Why I Love AWS Lambda (and Think Serverless is the Future)

dm03514
Dm03514 Tech Blog
Published in
4 min readMay 26, 2020

Since February I’ve been working on an asynchronous AWS Lambda service processing 60,000 events / second from Kinesis. Lambda provides minimal operational overhead, fast deploys, predictable pricing, and enforces many tenants of 12-factor apps, out of thee box. After working with Lambda almost daily for the past 3 months, I’m convinced it’s the future for asynchronous processing, and here’s why.

Outsourcing

Lambda removes complexity over stateful deployment models. This minimizes the surface area service engineers are responsible for. Lambda removes the need for system alerts, instance sizing, autoscaling, provisioning servers, and choosing process monitors, amongst others. There’s no SSH’ing into instances since Lambda manages them. Lambda removes infrastructure reducing the amount a company needs to manage and reason about. In VM or container based deployments service teams are responsible for keeping services up and running 24x7 365. With Lambda, scheduling and execution becomes Amazon’s responsibility. A companies responsibility is minimized to ensure that their Lambda functions work correctly, and can keep up with throughput, and costs are bound.

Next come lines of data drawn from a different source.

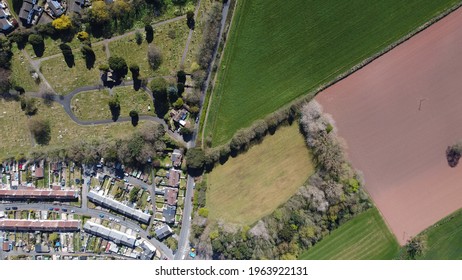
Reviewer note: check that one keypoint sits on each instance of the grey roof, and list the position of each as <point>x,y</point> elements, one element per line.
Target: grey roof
<point>116,236</point>
<point>2,13</point>
<point>169,214</point>
<point>118,207</point>
<point>163,232</point>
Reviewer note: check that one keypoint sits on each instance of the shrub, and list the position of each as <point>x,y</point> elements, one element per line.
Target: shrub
<point>204,212</point>
<point>83,36</point>
<point>35,40</point>
<point>62,23</point>
<point>154,57</point>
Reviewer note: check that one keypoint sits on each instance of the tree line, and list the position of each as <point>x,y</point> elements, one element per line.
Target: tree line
<point>332,196</point>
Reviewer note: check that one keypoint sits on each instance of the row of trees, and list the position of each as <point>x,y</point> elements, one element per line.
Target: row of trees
<point>332,196</point>
<point>200,161</point>
<point>210,35</point>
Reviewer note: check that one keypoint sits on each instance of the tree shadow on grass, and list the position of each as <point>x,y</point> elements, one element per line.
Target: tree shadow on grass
<point>39,49</point>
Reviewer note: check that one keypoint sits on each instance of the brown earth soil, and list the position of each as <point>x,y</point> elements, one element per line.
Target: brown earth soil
<point>398,115</point>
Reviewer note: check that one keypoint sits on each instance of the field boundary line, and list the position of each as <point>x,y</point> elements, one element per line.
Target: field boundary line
<point>225,42</point>
<point>311,94</point>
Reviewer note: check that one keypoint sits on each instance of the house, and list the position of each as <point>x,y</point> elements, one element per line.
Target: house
<point>39,225</point>
<point>56,9</point>
<point>30,12</point>
<point>38,174</point>
<point>163,232</point>
<point>169,214</point>
<point>118,207</point>
<point>170,196</point>
<point>174,178</point>
<point>179,115</point>
<point>177,156</point>
<point>42,248</point>
<point>5,25</point>
<point>6,247</point>
<point>115,236</point>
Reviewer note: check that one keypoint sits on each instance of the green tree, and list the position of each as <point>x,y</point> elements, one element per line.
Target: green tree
<point>118,65</point>
<point>36,40</point>
<point>195,158</point>
<point>62,23</point>
<point>133,194</point>
<point>155,57</point>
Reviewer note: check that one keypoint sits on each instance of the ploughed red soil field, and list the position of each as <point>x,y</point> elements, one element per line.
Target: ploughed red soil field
<point>398,115</point>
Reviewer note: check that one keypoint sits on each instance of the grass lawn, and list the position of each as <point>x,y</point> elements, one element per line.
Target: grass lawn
<point>365,237</point>
<point>444,238</point>
<point>255,183</point>
<point>64,79</point>
<point>93,105</point>
<point>20,69</point>
<point>171,47</point>
<point>196,38</point>
<point>52,47</point>
<point>279,50</point>
<point>63,130</point>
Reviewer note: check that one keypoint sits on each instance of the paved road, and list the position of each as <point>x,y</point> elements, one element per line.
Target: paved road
<point>183,242</point>
<point>3,255</point>
<point>191,31</point>
<point>93,213</point>
<point>65,101</point>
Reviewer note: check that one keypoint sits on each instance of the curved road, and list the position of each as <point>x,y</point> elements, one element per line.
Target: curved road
<point>93,213</point>
<point>65,101</point>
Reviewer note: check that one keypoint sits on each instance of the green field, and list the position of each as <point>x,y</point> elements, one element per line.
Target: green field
<point>93,105</point>
<point>279,50</point>
<point>255,183</point>
<point>65,79</point>
<point>365,237</point>
<point>64,131</point>
<point>444,238</point>
<point>169,38</point>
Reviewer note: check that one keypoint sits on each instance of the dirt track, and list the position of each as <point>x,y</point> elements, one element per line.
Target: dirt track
<point>399,148</point>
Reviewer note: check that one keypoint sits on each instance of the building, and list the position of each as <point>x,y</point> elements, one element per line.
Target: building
<point>163,232</point>
<point>170,196</point>
<point>177,156</point>
<point>39,194</point>
<point>38,173</point>
<point>169,214</point>
<point>115,236</point>
<point>174,178</point>
<point>118,207</point>
<point>42,248</point>
<point>39,225</point>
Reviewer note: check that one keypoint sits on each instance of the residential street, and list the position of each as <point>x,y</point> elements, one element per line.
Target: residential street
<point>93,213</point>
<point>183,242</point>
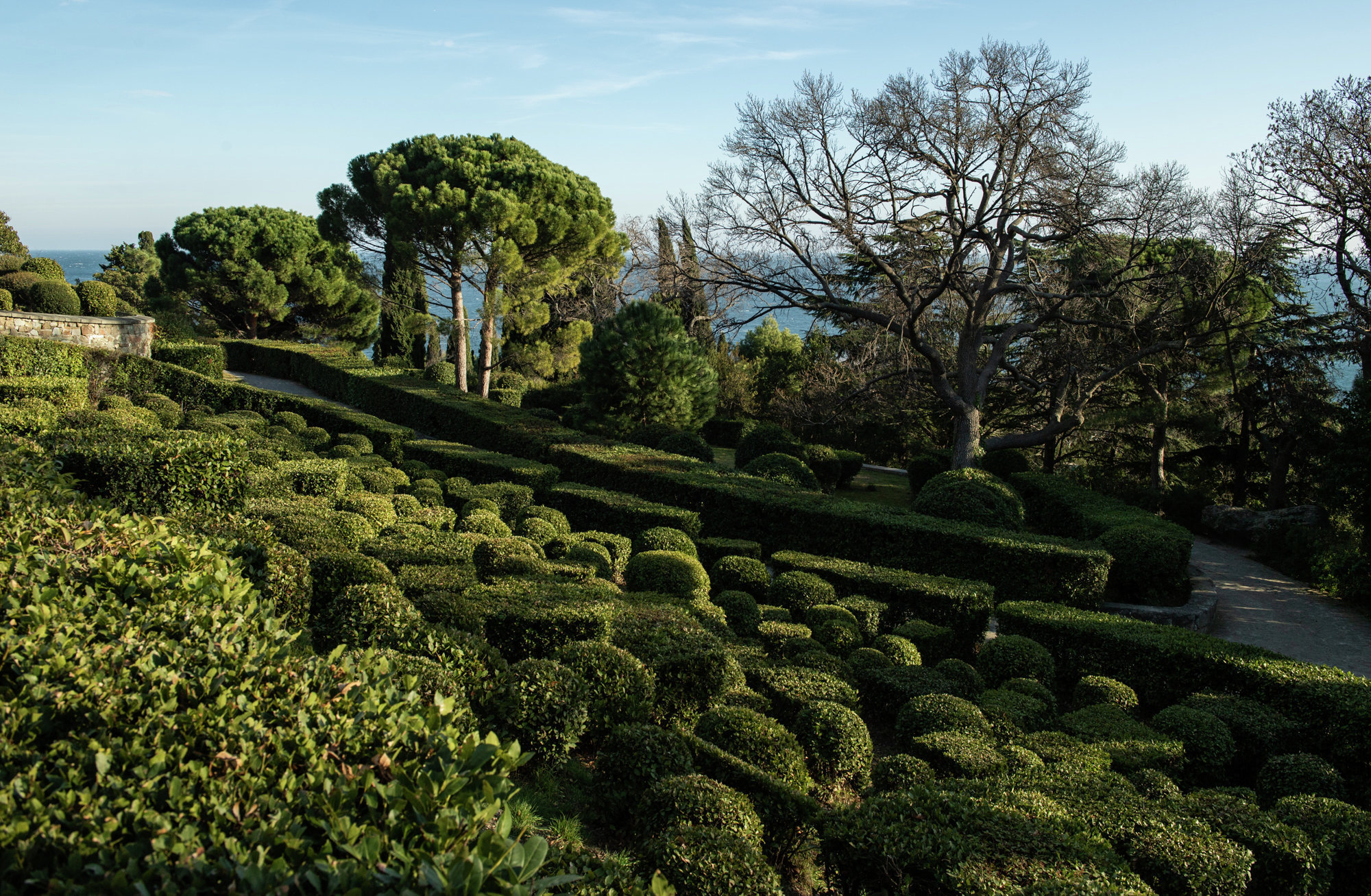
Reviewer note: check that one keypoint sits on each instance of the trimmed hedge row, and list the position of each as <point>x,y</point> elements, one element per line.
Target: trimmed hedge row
<point>616,511</point>
<point>1167,664</point>
<point>962,605</point>
<point>479,465</point>
<point>1152,555</point>
<point>784,518</point>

There’s an opportunity cost with keeping processes running. Time spent on instance maintenance and process upkeep is time not spent on other work. Although I don’t have any concrete metrics on the break down of time in a serverless vs non-serverless systems, but I would have expected to SSH into a system some amount of times in the last 3 months, especially for a system of this level of throughput. Other sources of time saved are:

  • provisioning servers
  • reproducing environments locally
  • monitoring processes

All of these result in time saved when using Lambda. Anecdotally, I feel like I’ve saved 10–15% of time in just not having to manage servers, concurrency, scaling, alerting, OS upgrades, integrations, etc.

Reliability

Amazon is better at running distributed systems than most of the the industry. They devote a huge amount of resources and budget to ensuring they are. Lambda minimizes the surface area of components that can fail. It would be naive to think that Amazon doesn’t go down because it does, but there are just less moving parts on a Lambda consumer’s end. Lambda shifts the operational complexity to Amazon, who’s core competency is to execute Lambdas reliably. Additionally, Amazon has more resources to mobilize when there are customer facing issues.

Outsourcing infrastructure to Amazon also changes the dynamic of the issues that customers encounter. Instead of servers, processes and scaling, it shifts issues to a higher level — closer to the business domain. Lambda shifts the failure domain up a level of abstraction to one that is closer to the business and the consumer’s domain.

Predictable Pricing

The service I work with is cheaper to run on Lambda than EC2. Lambda is especially good for bursty traffic since it can idle down to 0 resources. Even if it’s not cheaper in all cases, Lambda is more predictable and simple. Lambda billing is based on the number of invocations and the duration of each invocation. Measure how long the Lambda takes on average, and multiple that by the projected throughput. Amazon also supports “Provisioned Concurrency” which keeps a certain number of Lambdas ready for execution, which adds another dimension to price.

I have found this to be significantly simpler than cost projections using long lived resources. Accurately performing cost projections on long lived resources requires benchmarking in a prod-like environment to understand throughput. It requires correct instances sizing and monitoring of system level resources, which is time consuming and a largely manual process. Any changes to instances sizing, or shifting workloads necessitates repeating this process! The simplicity and predictability of pricing makes it trivial for anyone to perform Lambda price projections at the beginning of projects, and for the company to understand how costs will scale with traffic.

Deployment velocity

Lambda deployment only requires:

Package a Lambda function as a zip file and put it in a known S3 location

That’s it. The next Lambda invoked will use the most recent s3 zip file. Any current Lambdas will finish their invocations and then use the new code. This enables rapid feedback. It also makes rollbacks trivial; just put a previous version of the zip file in s3. In my experience deploying a lambda takes < 1 minute!

Forced Structure — Development Velocity

Lambda imposes a number of constraints in order to execute a lambda on AWS. Lambdas must:

  • Be configured through environmental variables
  • Accept known structured payloads and require a specific call signature

This enables quick development velocity. The Lambdas I work on use Golang and Amazon provides strict types for all Lambda inputs. Tests use well defined contracts and receive the exact same input and types that Amazon provides at runtime. Verifying a function locally using a unit test provides a very high level of confidence the function will work on Lambda. The failure domain for deploys is minimized to:

  • Environmental configuration
  • IAM permissions

I have found that these failures are solved a single time and then are pretty much stable.

Conclusion

Lambda has been revolutionary and has enabled rapid iteration and deployment, while removing a whole class of failure domains. I’ve found lambda to be: reliable, predicable, simple, structured, and cost effective. Lambda is the closest solution to my idea developer experience. Even with the potential for function sprawl, I think it’s a net positive for the industry and can’t wait to see what companies do with it!